Ko would later add that if the trend continued the proportion of Buddhists in the country would decline.
“Devotees of other religions will become the majority and we will be in danger of being taken over,”.

== Minister ==
Under Senior General Than Shwe, he was the Deputy Minister for Religious Affairs (under the minister Myint Maung) and a member of the USDP's Central Executive Committee. He was elected as one of the party's three secretaries in 2012. He was a key ally of U Shwe Mann, the speaker of the House of Representatives. Shwe Mann and Aung Ko were removed from the party leadership in August 2015 before the election.

After the 2015 election he reportedly resigned from the USDP and was said to be "close" to Aung San Suu Kyi, the leader of the victorious NLD. He was promoted to Minister for Religious Affairs and Culture, which merged the Ministry of Religious Affairs and the Ministry of Culture, as one of only two USDP ministers in the cabinet of NLD President Htin Kyaw.
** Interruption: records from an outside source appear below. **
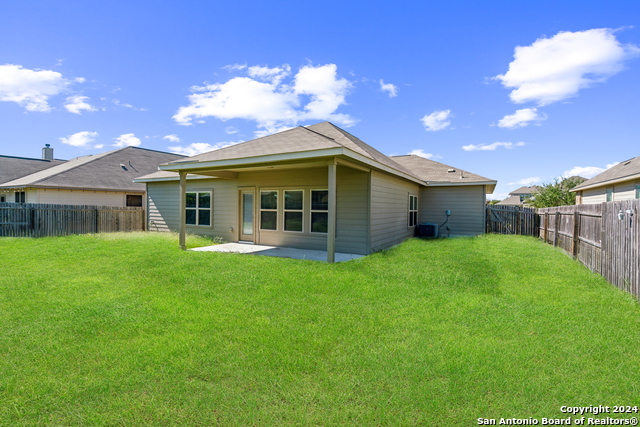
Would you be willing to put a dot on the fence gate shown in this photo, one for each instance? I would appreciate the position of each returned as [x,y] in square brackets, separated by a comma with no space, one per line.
[512,220]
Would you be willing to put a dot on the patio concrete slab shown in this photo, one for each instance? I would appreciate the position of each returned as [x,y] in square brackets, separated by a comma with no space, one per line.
[277,251]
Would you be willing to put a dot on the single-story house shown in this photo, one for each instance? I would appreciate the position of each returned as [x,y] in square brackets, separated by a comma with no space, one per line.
[517,197]
[12,168]
[104,179]
[621,182]
[314,187]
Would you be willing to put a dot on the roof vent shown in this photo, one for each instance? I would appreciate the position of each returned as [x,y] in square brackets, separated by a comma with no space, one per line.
[47,152]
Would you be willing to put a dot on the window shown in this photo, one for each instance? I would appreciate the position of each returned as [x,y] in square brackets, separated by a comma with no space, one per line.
[134,200]
[319,211]
[269,210]
[198,208]
[293,206]
[413,211]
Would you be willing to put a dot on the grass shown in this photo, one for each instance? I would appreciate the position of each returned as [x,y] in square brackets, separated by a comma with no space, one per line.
[128,330]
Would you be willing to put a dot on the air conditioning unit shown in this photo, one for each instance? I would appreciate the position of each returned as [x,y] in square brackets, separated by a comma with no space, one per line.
[427,229]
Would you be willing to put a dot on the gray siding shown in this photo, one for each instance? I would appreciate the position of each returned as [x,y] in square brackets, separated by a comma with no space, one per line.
[390,210]
[351,207]
[466,203]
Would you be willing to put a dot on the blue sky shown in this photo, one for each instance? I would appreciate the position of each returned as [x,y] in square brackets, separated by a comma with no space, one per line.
[442,78]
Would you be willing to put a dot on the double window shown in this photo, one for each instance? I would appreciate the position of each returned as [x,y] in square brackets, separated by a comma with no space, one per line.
[198,208]
[413,211]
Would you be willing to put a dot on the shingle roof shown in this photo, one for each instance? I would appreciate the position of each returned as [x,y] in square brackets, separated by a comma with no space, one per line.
[289,141]
[430,171]
[524,190]
[102,171]
[628,168]
[511,201]
[12,168]
[315,137]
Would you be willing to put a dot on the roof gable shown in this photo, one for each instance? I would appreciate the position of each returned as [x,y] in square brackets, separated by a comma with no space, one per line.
[102,171]
[628,168]
[12,168]
[431,171]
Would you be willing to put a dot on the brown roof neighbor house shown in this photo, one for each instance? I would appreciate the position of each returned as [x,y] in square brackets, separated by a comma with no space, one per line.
[620,182]
[517,197]
[314,187]
[104,179]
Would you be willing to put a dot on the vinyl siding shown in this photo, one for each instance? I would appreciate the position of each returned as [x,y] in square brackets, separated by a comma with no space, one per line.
[390,210]
[466,203]
[352,199]
[621,191]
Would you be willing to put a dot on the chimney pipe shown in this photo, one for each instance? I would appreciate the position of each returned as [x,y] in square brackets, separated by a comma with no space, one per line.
[47,153]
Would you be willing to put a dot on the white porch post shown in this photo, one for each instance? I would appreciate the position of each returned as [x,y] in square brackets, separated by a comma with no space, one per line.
[331,223]
[183,205]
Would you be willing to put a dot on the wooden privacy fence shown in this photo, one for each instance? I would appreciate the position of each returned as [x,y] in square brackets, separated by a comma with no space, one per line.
[512,220]
[40,220]
[599,239]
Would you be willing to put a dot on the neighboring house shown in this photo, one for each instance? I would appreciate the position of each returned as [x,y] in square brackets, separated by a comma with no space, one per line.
[517,197]
[103,179]
[621,182]
[12,168]
[315,187]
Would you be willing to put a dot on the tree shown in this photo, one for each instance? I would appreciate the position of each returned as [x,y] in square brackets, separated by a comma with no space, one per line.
[555,193]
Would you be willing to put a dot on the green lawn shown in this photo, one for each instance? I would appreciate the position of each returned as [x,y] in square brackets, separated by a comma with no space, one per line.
[128,330]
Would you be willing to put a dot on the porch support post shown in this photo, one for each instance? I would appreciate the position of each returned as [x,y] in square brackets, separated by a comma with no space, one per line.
[331,223]
[183,206]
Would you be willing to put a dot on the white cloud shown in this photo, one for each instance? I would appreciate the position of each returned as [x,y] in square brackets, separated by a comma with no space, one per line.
[127,140]
[200,147]
[76,103]
[420,152]
[31,89]
[272,104]
[391,89]
[556,68]
[527,181]
[587,171]
[492,147]
[272,75]
[437,120]
[80,139]
[234,67]
[521,118]
[173,138]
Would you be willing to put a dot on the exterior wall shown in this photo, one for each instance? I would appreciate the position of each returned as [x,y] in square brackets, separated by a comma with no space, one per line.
[351,209]
[621,191]
[466,203]
[390,210]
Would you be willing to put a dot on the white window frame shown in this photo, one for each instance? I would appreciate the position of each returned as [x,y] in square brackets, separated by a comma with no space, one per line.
[269,210]
[411,211]
[198,208]
[311,210]
[285,210]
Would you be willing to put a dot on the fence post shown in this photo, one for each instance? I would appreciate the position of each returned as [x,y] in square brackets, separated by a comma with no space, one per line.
[555,231]
[576,234]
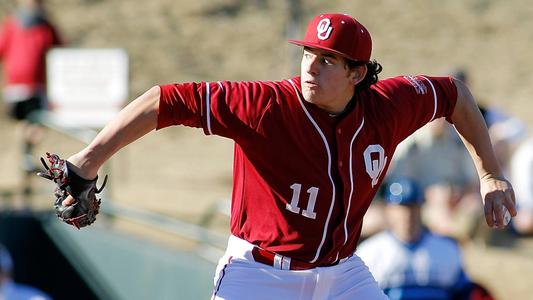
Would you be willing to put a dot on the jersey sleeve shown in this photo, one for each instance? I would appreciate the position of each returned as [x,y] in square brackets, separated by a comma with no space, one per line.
[229,109]
[417,100]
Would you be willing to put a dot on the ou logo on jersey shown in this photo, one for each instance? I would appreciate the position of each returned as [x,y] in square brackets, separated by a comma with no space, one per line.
[323,29]
[374,167]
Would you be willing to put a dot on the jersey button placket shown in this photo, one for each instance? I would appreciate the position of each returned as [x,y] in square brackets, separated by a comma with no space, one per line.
[339,132]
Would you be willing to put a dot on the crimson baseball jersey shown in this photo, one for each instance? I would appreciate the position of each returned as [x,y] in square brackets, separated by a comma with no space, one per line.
[22,50]
[303,179]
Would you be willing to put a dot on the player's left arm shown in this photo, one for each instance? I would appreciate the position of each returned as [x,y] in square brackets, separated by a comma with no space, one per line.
[496,191]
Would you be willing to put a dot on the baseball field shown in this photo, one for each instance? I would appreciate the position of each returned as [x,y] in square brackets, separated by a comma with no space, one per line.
[181,173]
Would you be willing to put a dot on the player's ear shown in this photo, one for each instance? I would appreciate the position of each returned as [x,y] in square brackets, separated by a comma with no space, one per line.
[358,74]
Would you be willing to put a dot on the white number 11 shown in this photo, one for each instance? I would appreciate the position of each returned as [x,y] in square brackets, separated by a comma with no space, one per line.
[293,206]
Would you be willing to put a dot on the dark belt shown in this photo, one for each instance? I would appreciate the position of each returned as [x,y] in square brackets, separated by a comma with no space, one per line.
[282,262]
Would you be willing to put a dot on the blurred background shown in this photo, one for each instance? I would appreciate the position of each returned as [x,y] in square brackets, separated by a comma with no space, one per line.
[165,210]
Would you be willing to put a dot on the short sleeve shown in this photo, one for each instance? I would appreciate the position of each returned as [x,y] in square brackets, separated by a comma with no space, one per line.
[230,109]
[414,101]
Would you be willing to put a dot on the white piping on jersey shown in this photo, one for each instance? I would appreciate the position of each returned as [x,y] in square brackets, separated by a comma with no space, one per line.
[208,106]
[329,170]
[351,182]
[434,98]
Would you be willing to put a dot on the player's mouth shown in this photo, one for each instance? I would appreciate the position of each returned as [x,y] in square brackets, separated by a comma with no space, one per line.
[311,84]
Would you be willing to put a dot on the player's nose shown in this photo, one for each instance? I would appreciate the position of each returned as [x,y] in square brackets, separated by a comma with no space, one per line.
[311,65]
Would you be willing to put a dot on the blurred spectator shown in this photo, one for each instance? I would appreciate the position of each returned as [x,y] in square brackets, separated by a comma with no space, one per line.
[25,37]
[506,132]
[9,290]
[522,176]
[407,260]
[437,160]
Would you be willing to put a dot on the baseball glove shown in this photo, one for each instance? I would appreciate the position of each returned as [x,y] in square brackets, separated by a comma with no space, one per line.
[82,212]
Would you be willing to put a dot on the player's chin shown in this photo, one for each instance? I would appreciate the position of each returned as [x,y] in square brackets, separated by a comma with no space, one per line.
[310,96]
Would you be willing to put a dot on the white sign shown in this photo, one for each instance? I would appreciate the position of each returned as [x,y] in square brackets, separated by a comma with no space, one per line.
[86,87]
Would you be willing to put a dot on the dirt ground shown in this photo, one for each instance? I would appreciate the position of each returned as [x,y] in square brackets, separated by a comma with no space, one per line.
[181,173]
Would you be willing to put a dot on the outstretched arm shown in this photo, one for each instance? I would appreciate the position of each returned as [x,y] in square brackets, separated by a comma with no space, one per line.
[496,191]
[134,121]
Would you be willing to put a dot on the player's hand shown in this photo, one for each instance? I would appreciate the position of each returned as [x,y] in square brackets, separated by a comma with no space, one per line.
[498,196]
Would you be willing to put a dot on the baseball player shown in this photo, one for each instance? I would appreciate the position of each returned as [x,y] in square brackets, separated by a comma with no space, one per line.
[407,260]
[310,153]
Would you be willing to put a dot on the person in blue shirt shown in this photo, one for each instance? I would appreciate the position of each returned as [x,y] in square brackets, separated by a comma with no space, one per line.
[407,260]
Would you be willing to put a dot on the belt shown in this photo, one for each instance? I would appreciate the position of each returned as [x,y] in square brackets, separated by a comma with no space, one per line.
[282,262]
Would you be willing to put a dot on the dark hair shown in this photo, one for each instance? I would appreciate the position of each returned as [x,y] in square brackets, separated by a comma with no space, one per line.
[373,69]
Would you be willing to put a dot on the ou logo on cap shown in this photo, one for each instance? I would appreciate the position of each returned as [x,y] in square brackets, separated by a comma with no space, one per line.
[324,29]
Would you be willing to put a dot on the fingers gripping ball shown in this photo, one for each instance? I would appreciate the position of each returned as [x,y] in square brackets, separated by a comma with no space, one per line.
[506,216]
[82,210]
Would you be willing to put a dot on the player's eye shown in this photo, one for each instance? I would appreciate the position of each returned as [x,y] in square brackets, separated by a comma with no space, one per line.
[327,61]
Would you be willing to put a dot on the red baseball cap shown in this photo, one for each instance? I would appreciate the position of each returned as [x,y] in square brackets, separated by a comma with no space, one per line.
[340,34]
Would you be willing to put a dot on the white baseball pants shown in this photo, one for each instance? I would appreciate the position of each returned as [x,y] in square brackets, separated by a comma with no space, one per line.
[238,277]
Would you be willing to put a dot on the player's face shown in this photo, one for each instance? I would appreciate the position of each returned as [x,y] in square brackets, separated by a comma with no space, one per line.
[326,80]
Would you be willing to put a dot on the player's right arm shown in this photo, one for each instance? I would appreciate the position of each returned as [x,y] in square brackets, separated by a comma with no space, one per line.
[134,121]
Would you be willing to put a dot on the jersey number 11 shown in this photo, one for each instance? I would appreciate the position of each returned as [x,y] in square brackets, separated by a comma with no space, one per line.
[293,206]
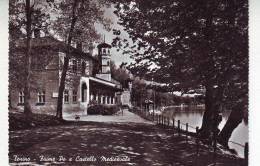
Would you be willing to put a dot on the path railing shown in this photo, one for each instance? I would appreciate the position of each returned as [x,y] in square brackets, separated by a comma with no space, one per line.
[167,122]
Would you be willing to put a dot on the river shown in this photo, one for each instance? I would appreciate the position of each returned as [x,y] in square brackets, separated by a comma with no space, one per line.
[193,116]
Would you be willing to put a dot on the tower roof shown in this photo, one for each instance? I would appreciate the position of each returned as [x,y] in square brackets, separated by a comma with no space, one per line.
[104,45]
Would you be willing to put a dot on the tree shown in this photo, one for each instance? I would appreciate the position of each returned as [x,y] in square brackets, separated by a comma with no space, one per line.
[196,43]
[75,24]
[119,74]
[24,16]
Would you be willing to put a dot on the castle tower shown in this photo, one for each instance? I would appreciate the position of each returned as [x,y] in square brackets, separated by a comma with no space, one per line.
[104,58]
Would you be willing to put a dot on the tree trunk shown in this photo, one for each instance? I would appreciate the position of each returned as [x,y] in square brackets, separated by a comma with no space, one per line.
[27,103]
[234,120]
[66,63]
[205,129]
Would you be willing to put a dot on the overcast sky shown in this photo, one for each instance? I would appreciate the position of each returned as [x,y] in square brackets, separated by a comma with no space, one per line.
[118,57]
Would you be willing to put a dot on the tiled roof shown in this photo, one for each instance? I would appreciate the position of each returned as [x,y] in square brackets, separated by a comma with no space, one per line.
[54,43]
[104,45]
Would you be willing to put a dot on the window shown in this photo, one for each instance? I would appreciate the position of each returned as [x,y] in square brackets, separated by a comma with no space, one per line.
[83,67]
[41,97]
[21,97]
[104,100]
[74,65]
[112,100]
[74,97]
[66,96]
[108,100]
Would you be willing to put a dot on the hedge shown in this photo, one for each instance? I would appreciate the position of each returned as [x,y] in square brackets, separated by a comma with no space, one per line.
[102,110]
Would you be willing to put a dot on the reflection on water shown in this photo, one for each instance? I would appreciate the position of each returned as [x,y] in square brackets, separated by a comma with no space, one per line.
[193,116]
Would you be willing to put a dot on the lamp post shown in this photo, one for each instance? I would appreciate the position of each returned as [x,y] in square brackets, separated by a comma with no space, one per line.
[153,98]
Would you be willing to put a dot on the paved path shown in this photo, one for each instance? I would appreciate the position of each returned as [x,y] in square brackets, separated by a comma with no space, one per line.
[127,138]
[126,117]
Aung Ko was one of the key players in disbanding the Ma Ba Tha, an ultra nationalist Buddhist organisation, which frequently supported the military and set out, at an interfaith occasion held in January 2020, the reason why elusive nationalists such as Wirathu could not be arrested was that the elected civilian government did not command the police force which is a department of the Ministry of Home Affairs, which is under control of the military. Regarding his very speech, the military spokesperson Zaw Min Tun asked the government to take action against him in February 2020.

==Corruption charge==
After the military takeover, on 5 March 2021 he was indicted on charges of corruption; giving religious titles to individuals in exchange for bribes. It was the anti-corruption commission that filed lawsuits against him in that he might be sentenced up to 15 years in prison for infringement of anti-corruption law. He was released under an amnesty in January 2023.

== Personal life ==
Aung Ko is married to Myint Myint Yi, a retired teacher, and has three children, Hnin Zabe Aung, Pale Aung, and Thant Zin.